In 1961, we told ourselves that it was possible to get to the moon.  In turn, the effort to track orbits and three body gravitational effects resulted in both the modern computer and miniaturization.  One result was the DVD player.  Now that it’s 2005, we must as a people convince ourselves that it’s okay to dream again.  Let the American dream be about something more than low cost electronics which today look like the result of a free market system, but really are also the product of taxpayer investment in a national goal.  

These are my goals:

  1. Americans should be better informed about science, the arts, literature, and their rights than they were in the last generation.

  2. All chidren should have a chance to succeed as adults.  They should not be abused physically or emotionally.  They should be healthy and well fed.  They should have a chance to get a quality education that is not dependent on their parent’s incomes. At least if DVD players can be one twentieth the price they were a few years ago, college educations shouldn't be forty thousand dollars a year.

  3. We should be better at waging peace than starting wars.  

When I was a chlld the American spirit had less to do with being a member of a particular religion or economic philosophy than it had to do with a belief that we lived in a country that could solve problems and get things done.  There were two great missions in the sixties, one was the moon landing and the second was the Civil Rights movement. Both seemed equally possible at the time.  What happened to that America and who are these impostors standing in the way of those kinds of dreams?  They aren’t anyone I think of as real believers in Americans as the most inventive and resourceful people in the world and America as the land of possibility.  

Labels:

5 Comments:

At 12/08/2005 07:01:00 AM, Blogger benny06 said...

I would also call it the "throw away" future.
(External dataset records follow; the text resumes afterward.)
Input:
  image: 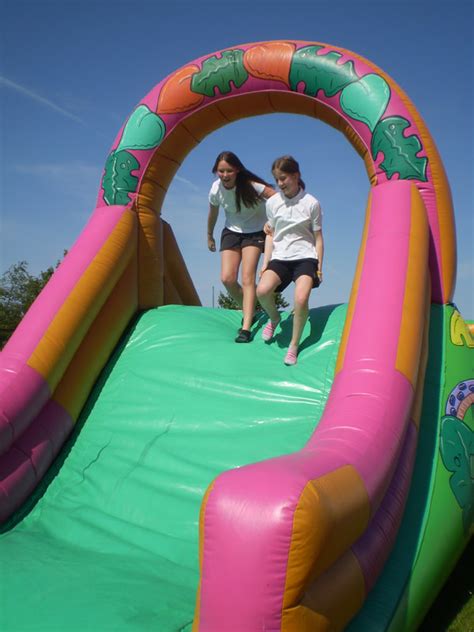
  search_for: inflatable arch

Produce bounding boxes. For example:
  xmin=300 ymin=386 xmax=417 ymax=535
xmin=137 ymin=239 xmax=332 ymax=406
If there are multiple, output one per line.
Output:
xmin=0 ymin=40 xmax=471 ymax=632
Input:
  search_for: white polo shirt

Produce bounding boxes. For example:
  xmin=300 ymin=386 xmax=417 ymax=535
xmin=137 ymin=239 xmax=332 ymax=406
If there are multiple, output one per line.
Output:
xmin=209 ymin=179 xmax=267 ymax=233
xmin=266 ymin=189 xmax=322 ymax=261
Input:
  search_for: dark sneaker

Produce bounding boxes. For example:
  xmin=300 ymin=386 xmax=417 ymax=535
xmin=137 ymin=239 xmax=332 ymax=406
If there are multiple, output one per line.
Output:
xmin=235 ymin=329 xmax=251 ymax=342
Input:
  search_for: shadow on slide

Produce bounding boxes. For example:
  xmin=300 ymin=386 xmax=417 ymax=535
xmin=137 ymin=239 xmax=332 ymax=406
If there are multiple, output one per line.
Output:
xmin=0 ymin=306 xmax=346 ymax=632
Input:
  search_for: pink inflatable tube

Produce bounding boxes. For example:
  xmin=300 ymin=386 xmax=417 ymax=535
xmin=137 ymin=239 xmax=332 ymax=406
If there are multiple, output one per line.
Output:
xmin=0 ymin=206 xmax=129 ymax=454
xmin=199 ymin=182 xmax=428 ymax=632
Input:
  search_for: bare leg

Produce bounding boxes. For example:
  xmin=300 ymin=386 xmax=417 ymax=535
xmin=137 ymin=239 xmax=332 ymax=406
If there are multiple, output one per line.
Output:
xmin=257 ymin=270 xmax=281 ymax=324
xmin=242 ymin=246 xmax=260 ymax=330
xmin=290 ymin=274 xmax=313 ymax=351
xmin=221 ymin=250 xmax=243 ymax=307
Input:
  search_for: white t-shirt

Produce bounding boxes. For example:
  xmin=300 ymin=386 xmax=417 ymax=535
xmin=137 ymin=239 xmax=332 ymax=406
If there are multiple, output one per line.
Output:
xmin=266 ymin=189 xmax=322 ymax=261
xmin=209 ymin=179 xmax=267 ymax=233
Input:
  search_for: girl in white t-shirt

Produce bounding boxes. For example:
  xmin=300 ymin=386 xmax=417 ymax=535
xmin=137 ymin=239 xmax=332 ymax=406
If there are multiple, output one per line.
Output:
xmin=207 ymin=151 xmax=275 ymax=342
xmin=257 ymin=156 xmax=324 ymax=365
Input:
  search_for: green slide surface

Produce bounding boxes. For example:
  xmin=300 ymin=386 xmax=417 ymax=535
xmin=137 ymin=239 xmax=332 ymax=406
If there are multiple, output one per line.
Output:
xmin=0 ymin=305 xmax=346 ymax=632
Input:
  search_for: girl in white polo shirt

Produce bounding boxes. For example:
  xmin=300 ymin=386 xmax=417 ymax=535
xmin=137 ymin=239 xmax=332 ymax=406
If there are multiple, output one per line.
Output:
xmin=207 ymin=151 xmax=275 ymax=342
xmin=257 ymin=156 xmax=324 ymax=365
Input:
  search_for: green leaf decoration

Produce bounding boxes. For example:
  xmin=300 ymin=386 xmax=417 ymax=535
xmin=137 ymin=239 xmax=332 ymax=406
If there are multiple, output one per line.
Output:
xmin=191 ymin=49 xmax=249 ymax=97
xmin=290 ymin=46 xmax=358 ymax=97
xmin=117 ymin=105 xmax=166 ymax=151
xmin=371 ymin=116 xmax=428 ymax=182
xmin=340 ymin=74 xmax=390 ymax=132
xmin=440 ymin=416 xmax=474 ymax=531
xmin=102 ymin=151 xmax=140 ymax=205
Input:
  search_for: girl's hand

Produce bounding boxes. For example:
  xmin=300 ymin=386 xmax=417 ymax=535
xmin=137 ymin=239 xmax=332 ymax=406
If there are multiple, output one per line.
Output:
xmin=207 ymin=234 xmax=216 ymax=252
xmin=263 ymin=222 xmax=273 ymax=235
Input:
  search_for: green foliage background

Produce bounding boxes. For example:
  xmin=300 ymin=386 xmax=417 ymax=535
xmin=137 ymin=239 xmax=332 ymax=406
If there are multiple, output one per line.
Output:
xmin=0 ymin=252 xmax=66 ymax=349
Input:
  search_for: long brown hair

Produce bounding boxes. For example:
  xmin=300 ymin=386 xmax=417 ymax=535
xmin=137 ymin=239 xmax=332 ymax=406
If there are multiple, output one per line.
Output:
xmin=272 ymin=155 xmax=306 ymax=190
xmin=212 ymin=151 xmax=270 ymax=213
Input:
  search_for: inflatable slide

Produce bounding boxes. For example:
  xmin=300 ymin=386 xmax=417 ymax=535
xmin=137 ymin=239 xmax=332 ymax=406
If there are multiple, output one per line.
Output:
xmin=0 ymin=40 xmax=474 ymax=632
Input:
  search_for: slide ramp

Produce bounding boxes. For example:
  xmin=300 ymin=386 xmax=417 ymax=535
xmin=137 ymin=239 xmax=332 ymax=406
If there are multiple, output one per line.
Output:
xmin=0 ymin=305 xmax=346 ymax=632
My spouse bought a dvd player at Wal-Mart last year for 40 bucks. It played for about a month, then it quit working. He learned that it's better to buy something of quality--either Japanese or Dutch--than a cheap thing from China. He seldom shops at Wal-Mart anymore, except for our kitty litter stuff (they also stock the best kitter litter bags) and occasionally a dvd on sale.

 
At 12/08/2005 08:47:00 AM, Blogger Chancelucky said...

That's a good point. I have no idea that this will last the year. The sixty dollar one went for two years of very heavy use.

I'm still amazed that it works at all at that price, but what becomes of all the old ones. Also, there is this small matter of price dumping to force other countries out of the marketplace. We have no US television makers anymore because of other countries selling below their own cost to take up market share.
The result is a loss of skilled jobs in the US.

 
At 12/09/2005 11:08:00 AM, Blogger Chancelucky said...

Morning Star,
throwaway culture has some frightening implications though one reason they don't build things to last is the improvements or refinements now come so fast that consumer electronics will become obsolete before they wear out.
Still, spiritually, there was always something very powerful about learning to repair broken items.

I believe Christmas is supposed to be a celebration of the birth of Christ (which likely took place in the spring a couple years BC , truly weird notion).
In America it's a holiday where we make ritual sacrifice of our discretionary income and more toa retail idol that sometimes takes the form of Santa Claus.

 
At 12/12/2005 09:23:00 PM, Anonymous Anonymous said...

Great blog I hope we can work to build a better health care system. Health insurance is a major aspect to many.

 
At 12/13/2005 02:01:00 PM, Blogger Chancelucky said...

thanks for the kind comment. It just seems to me that a civilized society does not make basic medical care a function of means especially for children, the elderly, and the disabled.